Das Landgericht hat zu Recht die nach § 118 BRAGO zu ermittelnde Gebühr lediglich als Anhalt für eine angemessene Vergütung der Vertreter der nicht antragstellenden außenstehenden Aktionäre herangezogen. Hätte der Gesetzgeber hier eine Bindung an Wertvorschriften beabsichtigt, hätte es nahegelegen, schon von Gesetzes wegen auf den Geschäfts- oder Gegenstandswert abzustellen und die betragsmäßige Vergütung in Form eines Gebührensatzes vorzugeben (vgl. BayObLG AG 1992, 266, 267). Dies ist aber nicht erfolgt.

"Anhalt" für die Vergütung ist schließlich auch nicht als Mindestvergütung zu verstehen. Der Gebührenrahmen nach § 118 BRAGO kann im Einzelfalle sogar erheblich unterschritten werden, denn der gemeinsame Vertreter erhält nicht eine angemessene Gebühr (vgl. § 21 BRAGO), sondern eine angemessene Vergütung, die sich im Gegensatz zur Gebühr an den Umständen des Einzelfalles zu orientieren hat (vgl. dazu i.e. BayObLG aaO).

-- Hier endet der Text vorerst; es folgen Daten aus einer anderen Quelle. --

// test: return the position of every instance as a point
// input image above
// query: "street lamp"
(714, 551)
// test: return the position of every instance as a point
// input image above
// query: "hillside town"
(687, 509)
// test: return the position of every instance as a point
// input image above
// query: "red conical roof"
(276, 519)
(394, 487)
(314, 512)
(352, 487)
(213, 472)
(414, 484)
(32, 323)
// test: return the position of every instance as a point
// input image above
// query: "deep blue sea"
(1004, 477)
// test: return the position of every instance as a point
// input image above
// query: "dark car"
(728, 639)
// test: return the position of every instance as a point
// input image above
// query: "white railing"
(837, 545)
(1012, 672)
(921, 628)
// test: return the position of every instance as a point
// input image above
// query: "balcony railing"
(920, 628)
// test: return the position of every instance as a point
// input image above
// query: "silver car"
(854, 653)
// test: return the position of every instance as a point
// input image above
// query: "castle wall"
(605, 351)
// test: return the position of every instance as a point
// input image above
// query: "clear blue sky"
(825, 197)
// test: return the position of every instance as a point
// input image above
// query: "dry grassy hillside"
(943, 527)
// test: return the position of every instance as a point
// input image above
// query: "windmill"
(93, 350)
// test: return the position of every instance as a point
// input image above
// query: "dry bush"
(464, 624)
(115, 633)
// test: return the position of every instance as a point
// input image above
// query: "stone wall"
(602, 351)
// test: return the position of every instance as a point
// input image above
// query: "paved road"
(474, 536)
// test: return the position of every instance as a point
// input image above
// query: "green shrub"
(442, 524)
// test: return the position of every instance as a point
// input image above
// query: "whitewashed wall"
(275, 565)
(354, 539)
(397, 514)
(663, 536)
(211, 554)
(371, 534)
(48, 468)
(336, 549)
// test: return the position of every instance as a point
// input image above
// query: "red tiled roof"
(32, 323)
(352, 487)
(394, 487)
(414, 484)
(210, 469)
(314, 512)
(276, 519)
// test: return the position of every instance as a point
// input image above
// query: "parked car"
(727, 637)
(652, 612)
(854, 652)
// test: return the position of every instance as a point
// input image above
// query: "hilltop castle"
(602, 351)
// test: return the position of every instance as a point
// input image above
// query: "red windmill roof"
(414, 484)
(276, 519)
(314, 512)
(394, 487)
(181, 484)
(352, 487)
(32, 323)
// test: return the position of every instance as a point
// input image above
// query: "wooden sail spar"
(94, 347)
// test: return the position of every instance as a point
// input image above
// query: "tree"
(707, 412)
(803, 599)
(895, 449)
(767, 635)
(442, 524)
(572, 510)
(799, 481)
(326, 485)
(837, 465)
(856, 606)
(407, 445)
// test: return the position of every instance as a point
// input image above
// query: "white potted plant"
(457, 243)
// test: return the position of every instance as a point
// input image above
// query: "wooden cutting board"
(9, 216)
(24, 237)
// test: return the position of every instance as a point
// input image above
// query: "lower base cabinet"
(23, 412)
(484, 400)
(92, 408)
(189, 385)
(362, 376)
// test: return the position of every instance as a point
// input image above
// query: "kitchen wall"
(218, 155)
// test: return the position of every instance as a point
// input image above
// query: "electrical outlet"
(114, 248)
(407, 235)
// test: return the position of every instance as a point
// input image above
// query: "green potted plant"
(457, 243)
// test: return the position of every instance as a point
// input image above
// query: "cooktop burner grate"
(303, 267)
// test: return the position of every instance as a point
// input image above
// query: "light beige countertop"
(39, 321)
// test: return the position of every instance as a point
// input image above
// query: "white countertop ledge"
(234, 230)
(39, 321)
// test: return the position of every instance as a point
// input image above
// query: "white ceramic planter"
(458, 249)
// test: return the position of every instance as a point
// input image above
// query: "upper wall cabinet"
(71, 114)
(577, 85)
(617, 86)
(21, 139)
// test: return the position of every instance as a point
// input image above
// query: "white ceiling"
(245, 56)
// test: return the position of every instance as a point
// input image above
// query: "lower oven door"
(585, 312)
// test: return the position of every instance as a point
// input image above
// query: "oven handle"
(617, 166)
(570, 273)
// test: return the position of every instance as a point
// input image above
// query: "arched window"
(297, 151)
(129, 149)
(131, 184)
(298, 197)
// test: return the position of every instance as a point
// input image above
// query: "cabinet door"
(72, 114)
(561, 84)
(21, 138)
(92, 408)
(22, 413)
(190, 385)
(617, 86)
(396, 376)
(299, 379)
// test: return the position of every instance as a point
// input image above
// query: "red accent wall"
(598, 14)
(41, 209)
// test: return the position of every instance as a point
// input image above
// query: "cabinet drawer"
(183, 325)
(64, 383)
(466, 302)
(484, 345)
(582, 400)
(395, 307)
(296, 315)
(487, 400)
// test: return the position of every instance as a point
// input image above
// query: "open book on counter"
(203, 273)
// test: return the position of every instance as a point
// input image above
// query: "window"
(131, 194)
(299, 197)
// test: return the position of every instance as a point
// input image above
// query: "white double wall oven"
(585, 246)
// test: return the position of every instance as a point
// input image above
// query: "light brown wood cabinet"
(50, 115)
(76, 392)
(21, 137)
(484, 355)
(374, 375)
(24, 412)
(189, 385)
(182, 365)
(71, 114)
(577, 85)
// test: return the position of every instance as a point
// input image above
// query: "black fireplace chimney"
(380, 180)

b) Was die Leistung der gemeinsamen Vertreter im vorliegenden Verfahren betrifft, so hat das Landgericht die besonderen Kenntnisse und Erfahrungen, die beide Beschwerdeführer in das Verfahren eingebracht haben, angemessen gewürdigt. Das Landgericht hat ferner die nicht unbeträchtliche Dauer des Verfahrens in seine Würdigung miteinbezogen ebenso wie die besonderen Probleme des Falles, mit denen sich die Beschwerdeführer zu befassen hatten. Ausdrücklich gewürdigt hat das Landgericht in diesem Zusammenhang die schriftlichen Beiträge der Beschwerdeführer, insbesondere mit Blick auf eine Auseinandersetzung bezüglich eines für das Verfahren wesentlichen Sachverständigengutachtens, aber auch die von beiden Beschwerdeführern wahrgenommenen Termine, die mit einer Erörterung des Verfahrensstoffes verbunden waren. Keiner besonderen Erwähnung bedurfte die Schwierigkeit, sich in das viele Jahre anhängige Verfahren immer wieder neu einzuarbeiten. Diese Problematik folgt schon aus der Dauer des Verfahrens als solcher und ist mit dieser hinreichend in die Bewertung miteingeflossen. Den von den Antragsgegnern in den Raum gestellten Vorwurf, die Vertreter der nicht antragstellenden außenstehenden Aktionäre hätten im vorliegenden Verfahren "nicht gearbeitet", hat sich das Landgericht zu Recht nicht zu eigen gemacht.

Der Senat schließt sich der Bewertung der Kammer in allen Punkten an. Die mit den angefochtenen Beschlüssen festgesetzten Vergütungen sind angemessen. Sie schließen, wie das Landgericht deutlich gemacht hat, die Erstattung von den Beschwerdeführern verauslagter Beträge mit ein. Das Landgericht hat schließlich auch deutlich gemacht, dass sich die festgesetzten Beträge jeweils einschließlich der gesetzlichen Mehrwertsteuer verstehen. Dies entspricht der Spruchpraxis auch des Senats (vgl. z.B. Beschluss vom 13.12.2000 - 3Z BR 168/99 in gleicher Sache). Den Beschwerdeführern ist zuzumuten, die auf die Vergütung entfallende Mehrwertsteuer selbst zu errechnen. Entscheidend ist lediglich, dass auch die verbleibende Nettovergütung noch angemessen ist. Dies ist im vorliegenden Falle nicht zu bezweifeln.